SPIN: 産業タスクのための反復ナビゲーションによる構造的LLM計画

要旨

産業用LLMエージェントシステムでは、多くの場合、計画と実行が分離されているが、LLMプランナーは構造的に無効または不必要に長いワークフローを頻繁に生成し、脆い障害や回避可能なツール・APIコストを引き起こす。我々はSPINを提案する。これは、検証済み有向非巡回グラフ（DAG）計画とプレフィックスベースの実行制御を組み合わせた計画ラッパーである。SPINは、`_validate_plan_text`と修復プロンプトを通じて厳格なDAG契約を強制し、下流の実行前に実行可能な計画を生成した後、DAGのプレフィックスを段階的に評価し、現在のプレフィックスがクエリに答えるのに十分な場合に停止する。AssetOpsBenchでは、261シナリオにおいて、SPINは実行タスク数を1061から623に削減し、Accomplishedスコアを0.638から0.706に向上させ、実行あたりのツール呼び出し数を11.81から6.82に削減した。MCP Benchでは、同ラッパーがGPT OSS1およびLlama 4 Maverickの両方において、計画、根拠付け、依存関係関連のスコアを改善した。

English

Industrial LLM agent systems often separate planning from execution, yet LLM planners frequently produce structurally invalid or unnecessarily long workflows, leading to brittle failures and avoidable tool and API cost. We propose SPIN, a planning wrapper that combines validated Directed Acyclic Graph (DAG) planning with prefix based execution control. SPIN enforces a strict DAG contract through \_validate\_plan\_text and repair prompting, producing executable plans before downstream execution, and then evaluates DAG prefixes incrementally to stop when the current prefix is sufficient to answer the query.
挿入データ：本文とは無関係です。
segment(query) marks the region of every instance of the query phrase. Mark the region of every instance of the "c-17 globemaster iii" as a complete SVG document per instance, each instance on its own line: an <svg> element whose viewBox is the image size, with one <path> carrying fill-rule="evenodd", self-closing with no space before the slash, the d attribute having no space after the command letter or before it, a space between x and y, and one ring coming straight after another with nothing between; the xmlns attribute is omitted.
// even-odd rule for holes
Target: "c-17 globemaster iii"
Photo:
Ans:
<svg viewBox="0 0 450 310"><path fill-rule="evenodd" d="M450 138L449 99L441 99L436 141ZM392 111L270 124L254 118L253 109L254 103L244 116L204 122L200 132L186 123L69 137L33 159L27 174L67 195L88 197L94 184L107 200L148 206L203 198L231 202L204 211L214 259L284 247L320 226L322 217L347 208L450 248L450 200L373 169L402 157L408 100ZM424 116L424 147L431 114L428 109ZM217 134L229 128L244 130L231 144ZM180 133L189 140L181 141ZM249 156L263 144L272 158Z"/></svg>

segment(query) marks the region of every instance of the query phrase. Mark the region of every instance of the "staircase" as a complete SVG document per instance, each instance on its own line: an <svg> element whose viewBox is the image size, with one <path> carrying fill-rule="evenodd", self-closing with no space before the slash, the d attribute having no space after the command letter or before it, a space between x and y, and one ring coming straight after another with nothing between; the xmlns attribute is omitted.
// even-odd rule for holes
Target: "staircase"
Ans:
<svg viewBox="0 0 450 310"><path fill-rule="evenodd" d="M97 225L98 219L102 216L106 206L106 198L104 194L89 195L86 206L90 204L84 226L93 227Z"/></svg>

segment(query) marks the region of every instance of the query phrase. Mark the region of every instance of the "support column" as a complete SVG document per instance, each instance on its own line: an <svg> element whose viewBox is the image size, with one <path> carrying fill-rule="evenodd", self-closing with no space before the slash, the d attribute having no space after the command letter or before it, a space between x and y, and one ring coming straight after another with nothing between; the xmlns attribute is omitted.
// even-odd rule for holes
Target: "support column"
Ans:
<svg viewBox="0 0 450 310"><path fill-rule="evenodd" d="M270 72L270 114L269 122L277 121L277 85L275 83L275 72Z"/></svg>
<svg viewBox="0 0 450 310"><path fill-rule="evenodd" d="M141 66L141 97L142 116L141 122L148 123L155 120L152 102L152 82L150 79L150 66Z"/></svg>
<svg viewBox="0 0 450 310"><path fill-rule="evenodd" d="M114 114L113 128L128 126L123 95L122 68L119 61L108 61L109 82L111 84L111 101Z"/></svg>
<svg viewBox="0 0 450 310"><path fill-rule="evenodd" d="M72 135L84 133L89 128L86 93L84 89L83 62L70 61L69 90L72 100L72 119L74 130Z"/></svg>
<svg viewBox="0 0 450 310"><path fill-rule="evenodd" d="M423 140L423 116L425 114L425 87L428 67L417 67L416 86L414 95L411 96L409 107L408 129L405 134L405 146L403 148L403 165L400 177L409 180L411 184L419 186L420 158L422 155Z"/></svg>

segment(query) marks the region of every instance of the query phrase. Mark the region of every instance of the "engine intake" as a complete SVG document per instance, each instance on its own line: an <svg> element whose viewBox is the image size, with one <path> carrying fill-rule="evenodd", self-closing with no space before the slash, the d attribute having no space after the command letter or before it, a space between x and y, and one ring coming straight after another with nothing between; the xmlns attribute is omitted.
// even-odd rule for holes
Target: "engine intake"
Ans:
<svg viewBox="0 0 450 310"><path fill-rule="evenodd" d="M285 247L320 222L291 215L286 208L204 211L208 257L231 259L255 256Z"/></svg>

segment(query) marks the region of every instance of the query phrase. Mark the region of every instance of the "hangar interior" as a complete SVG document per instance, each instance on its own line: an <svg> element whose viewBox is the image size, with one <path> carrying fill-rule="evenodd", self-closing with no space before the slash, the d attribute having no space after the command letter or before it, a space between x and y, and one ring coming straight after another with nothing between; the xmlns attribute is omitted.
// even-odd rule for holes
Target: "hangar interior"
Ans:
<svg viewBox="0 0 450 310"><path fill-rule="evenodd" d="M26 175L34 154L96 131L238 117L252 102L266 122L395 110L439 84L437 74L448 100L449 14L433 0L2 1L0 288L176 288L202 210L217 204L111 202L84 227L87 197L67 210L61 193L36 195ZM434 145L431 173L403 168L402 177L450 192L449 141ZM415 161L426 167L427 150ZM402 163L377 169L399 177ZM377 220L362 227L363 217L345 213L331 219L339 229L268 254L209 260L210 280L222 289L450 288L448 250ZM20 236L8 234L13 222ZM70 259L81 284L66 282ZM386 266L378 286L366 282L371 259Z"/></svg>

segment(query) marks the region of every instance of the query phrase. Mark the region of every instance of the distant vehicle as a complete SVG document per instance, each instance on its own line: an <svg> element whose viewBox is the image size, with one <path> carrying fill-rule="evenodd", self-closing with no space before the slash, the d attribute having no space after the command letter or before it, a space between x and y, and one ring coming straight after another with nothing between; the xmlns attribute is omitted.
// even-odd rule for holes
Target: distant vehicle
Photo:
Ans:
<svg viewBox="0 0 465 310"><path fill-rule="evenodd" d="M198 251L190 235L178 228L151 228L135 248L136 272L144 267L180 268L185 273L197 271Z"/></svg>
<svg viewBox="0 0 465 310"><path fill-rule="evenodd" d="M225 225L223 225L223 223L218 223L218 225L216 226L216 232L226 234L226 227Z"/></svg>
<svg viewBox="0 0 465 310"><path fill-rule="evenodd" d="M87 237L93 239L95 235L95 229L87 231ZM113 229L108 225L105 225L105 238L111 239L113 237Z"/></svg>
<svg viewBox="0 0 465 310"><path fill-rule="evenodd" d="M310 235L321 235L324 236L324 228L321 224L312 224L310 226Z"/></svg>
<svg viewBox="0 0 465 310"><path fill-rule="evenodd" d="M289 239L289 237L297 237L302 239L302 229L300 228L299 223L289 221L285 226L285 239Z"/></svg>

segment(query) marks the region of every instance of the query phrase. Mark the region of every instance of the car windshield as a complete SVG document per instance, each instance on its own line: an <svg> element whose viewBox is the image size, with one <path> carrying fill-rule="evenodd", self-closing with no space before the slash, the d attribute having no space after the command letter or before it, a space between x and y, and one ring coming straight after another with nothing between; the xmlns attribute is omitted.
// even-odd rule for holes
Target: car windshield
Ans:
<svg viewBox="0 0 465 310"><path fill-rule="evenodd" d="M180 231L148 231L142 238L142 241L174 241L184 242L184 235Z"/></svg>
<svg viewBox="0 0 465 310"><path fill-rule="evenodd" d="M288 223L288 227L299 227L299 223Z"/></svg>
On AssetOpsBench, across 261 scenarios, SPIN reduces executed tasks from 1061 to 623 and improves Accomplished from 0.638 to 0.706, while reducing tool calls from 11.81 to 6.82 per run. On MCP Bench, the same wrapper improves planning, grounding, and dependency related scores for both GPT OSS1 and Llama 4 Maverick.